Du côté de Jair Bolsonaro, au moment où nous rédigeons cet article, il ne s’est toujours pas prononcé sur les résultats du scrutin. Selon la presse brésilienne, il se retrouve enfermé au palais présidentiel auprès de ses proches et ne répond pas au téléphone de hauts dirigeants de son gouvernement. Ce qu’il entend dire ou faire n’est pas encore clair. N’oublions pas qu’au cours de sa campagne, Bolsonaro a laissé entendre qu’il pourrait ne pas reconnaître les résultats, en cas de soupçons de fraude.

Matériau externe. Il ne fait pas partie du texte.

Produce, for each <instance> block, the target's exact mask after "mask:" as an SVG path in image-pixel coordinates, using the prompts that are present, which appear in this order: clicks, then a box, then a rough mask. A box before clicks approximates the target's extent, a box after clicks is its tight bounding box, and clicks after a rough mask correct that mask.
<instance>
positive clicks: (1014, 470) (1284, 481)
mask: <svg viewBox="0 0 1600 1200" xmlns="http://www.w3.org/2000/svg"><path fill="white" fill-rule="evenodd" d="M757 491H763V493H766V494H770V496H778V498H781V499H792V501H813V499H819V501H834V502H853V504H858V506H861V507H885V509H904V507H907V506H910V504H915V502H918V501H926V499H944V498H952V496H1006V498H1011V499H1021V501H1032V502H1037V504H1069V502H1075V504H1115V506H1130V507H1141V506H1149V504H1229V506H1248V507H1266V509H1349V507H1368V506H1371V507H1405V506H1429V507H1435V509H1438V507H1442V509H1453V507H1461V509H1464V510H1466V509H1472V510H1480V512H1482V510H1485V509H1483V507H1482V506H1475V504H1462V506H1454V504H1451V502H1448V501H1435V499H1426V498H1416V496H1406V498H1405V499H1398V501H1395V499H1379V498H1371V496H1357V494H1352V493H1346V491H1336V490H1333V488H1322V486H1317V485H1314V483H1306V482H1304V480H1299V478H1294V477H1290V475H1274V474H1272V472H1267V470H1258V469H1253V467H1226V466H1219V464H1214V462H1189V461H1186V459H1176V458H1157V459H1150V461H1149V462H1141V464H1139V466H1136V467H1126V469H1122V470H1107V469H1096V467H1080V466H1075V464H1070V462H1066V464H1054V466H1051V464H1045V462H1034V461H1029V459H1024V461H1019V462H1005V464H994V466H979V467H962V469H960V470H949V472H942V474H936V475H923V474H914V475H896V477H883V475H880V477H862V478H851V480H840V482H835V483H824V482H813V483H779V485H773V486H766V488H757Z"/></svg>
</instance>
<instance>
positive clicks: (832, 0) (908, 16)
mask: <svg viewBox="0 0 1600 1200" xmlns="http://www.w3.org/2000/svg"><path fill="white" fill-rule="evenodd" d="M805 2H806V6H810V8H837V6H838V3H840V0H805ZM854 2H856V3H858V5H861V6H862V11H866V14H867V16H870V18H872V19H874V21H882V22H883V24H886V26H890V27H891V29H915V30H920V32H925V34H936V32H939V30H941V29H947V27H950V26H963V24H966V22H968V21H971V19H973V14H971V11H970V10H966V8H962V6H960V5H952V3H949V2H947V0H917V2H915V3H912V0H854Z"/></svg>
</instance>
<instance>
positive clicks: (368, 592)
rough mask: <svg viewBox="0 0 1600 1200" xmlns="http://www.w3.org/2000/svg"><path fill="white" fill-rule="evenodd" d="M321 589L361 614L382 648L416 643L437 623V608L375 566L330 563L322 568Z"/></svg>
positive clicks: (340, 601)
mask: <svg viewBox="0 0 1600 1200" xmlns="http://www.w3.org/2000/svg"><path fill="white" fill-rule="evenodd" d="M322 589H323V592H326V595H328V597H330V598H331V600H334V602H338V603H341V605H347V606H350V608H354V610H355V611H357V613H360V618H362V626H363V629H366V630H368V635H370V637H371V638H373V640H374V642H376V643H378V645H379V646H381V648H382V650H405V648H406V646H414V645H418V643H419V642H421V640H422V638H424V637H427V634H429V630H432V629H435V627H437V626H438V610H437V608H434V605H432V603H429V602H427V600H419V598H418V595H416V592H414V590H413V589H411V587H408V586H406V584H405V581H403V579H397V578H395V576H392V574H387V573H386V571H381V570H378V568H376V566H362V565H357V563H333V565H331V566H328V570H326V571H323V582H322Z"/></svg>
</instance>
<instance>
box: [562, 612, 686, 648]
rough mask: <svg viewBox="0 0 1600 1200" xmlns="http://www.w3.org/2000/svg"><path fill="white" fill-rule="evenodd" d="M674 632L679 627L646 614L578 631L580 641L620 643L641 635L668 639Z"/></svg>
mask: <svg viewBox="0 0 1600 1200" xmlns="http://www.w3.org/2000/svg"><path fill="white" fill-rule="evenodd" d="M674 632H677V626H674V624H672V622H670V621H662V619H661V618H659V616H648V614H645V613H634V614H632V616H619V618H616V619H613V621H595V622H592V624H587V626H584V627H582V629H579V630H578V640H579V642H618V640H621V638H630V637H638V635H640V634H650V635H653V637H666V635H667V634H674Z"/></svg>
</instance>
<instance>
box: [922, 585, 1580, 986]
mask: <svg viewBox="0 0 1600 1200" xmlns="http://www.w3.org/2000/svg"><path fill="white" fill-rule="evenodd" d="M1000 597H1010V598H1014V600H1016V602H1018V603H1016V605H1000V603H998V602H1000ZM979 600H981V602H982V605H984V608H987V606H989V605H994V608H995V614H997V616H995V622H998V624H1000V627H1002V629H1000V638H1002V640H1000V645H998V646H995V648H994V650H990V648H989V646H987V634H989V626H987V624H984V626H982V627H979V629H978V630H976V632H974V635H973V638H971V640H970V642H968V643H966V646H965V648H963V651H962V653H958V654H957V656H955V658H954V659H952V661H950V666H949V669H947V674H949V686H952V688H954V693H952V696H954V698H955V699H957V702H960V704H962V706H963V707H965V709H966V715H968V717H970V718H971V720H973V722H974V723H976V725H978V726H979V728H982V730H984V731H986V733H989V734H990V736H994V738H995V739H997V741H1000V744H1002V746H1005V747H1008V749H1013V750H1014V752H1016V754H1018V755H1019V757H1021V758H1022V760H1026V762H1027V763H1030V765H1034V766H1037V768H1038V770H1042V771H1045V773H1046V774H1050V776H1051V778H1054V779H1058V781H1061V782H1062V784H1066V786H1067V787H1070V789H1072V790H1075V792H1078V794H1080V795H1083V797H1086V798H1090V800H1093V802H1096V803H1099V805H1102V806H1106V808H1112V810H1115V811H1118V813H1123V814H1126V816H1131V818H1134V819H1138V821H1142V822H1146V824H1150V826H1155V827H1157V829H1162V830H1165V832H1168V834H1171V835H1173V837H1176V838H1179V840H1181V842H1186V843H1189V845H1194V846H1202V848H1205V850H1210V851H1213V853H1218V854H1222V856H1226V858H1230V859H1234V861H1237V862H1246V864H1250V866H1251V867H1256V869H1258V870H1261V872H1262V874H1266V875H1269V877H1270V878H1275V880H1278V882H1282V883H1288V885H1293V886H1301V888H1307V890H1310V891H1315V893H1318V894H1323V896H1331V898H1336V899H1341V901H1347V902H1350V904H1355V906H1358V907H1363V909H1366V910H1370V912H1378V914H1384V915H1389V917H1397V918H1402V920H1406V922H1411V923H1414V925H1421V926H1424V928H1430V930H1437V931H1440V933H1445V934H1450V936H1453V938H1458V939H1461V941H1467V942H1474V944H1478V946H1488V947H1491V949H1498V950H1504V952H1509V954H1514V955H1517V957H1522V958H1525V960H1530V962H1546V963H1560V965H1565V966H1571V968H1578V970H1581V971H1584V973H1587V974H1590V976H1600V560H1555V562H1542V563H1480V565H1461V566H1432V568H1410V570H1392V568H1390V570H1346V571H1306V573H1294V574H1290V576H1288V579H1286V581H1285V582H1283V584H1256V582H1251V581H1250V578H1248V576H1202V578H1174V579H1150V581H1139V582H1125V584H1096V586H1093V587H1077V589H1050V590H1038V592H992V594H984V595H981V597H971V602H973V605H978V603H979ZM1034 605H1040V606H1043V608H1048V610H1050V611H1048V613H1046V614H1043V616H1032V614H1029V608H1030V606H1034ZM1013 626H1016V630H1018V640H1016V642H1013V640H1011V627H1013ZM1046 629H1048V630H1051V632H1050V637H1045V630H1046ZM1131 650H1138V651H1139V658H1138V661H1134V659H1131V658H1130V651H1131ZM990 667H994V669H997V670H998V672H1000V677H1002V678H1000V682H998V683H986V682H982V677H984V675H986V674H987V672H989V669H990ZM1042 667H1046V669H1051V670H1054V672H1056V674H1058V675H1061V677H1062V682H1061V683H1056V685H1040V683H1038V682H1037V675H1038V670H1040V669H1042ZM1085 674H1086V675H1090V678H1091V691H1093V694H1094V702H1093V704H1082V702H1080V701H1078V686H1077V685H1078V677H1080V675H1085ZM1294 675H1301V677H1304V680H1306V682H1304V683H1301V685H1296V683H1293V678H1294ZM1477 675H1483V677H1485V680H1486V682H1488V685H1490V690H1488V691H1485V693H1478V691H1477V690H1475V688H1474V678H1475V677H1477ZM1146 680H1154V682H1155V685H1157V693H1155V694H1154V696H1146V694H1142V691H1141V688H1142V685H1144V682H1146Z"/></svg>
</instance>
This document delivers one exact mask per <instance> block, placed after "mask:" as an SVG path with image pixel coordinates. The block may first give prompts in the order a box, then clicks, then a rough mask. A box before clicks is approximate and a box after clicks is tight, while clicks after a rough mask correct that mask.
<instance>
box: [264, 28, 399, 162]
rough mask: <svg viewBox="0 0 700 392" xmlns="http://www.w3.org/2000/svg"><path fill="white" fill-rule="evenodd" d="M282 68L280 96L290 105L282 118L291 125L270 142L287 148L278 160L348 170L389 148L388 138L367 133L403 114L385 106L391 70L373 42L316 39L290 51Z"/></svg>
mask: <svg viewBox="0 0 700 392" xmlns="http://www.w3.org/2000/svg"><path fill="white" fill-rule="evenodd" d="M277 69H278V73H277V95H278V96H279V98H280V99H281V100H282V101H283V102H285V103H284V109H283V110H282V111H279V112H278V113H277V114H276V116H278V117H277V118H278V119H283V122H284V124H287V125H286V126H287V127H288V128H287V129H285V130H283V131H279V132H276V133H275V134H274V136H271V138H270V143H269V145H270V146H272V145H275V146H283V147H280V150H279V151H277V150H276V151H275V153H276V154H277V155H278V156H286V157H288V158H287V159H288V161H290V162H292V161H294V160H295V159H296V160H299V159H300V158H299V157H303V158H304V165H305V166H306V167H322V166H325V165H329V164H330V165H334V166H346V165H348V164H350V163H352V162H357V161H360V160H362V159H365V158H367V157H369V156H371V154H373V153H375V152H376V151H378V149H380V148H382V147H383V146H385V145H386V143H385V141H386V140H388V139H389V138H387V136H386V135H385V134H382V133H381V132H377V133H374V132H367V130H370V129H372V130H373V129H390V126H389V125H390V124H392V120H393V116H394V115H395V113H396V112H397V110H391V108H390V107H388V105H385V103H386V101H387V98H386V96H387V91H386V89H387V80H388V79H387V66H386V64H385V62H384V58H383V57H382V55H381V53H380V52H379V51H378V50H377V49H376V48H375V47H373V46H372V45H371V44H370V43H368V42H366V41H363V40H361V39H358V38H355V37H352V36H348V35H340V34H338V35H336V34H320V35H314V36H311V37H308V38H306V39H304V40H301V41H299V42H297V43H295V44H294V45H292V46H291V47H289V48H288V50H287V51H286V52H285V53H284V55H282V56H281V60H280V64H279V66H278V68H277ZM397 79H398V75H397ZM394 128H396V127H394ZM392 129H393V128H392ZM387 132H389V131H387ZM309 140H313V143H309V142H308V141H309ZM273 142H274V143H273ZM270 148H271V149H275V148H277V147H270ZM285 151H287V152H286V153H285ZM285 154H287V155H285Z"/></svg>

Quoi qu’il en soit, le scrutin a démontré que l’extrême-droite conserve une forte insertion dans le régime politique. Pour l’affronter, ainsi que pour s’attaquer aux contre-réformes qui ruinent la vie des travailleurs et des pauvres, il faudra au Brésil renforcer la lutte et l’organisation sur les lieux de travail, d’études et au sein des mouvements sociaux, indépendamment du gouvernement élu main dans la main avec la droite et les patrons.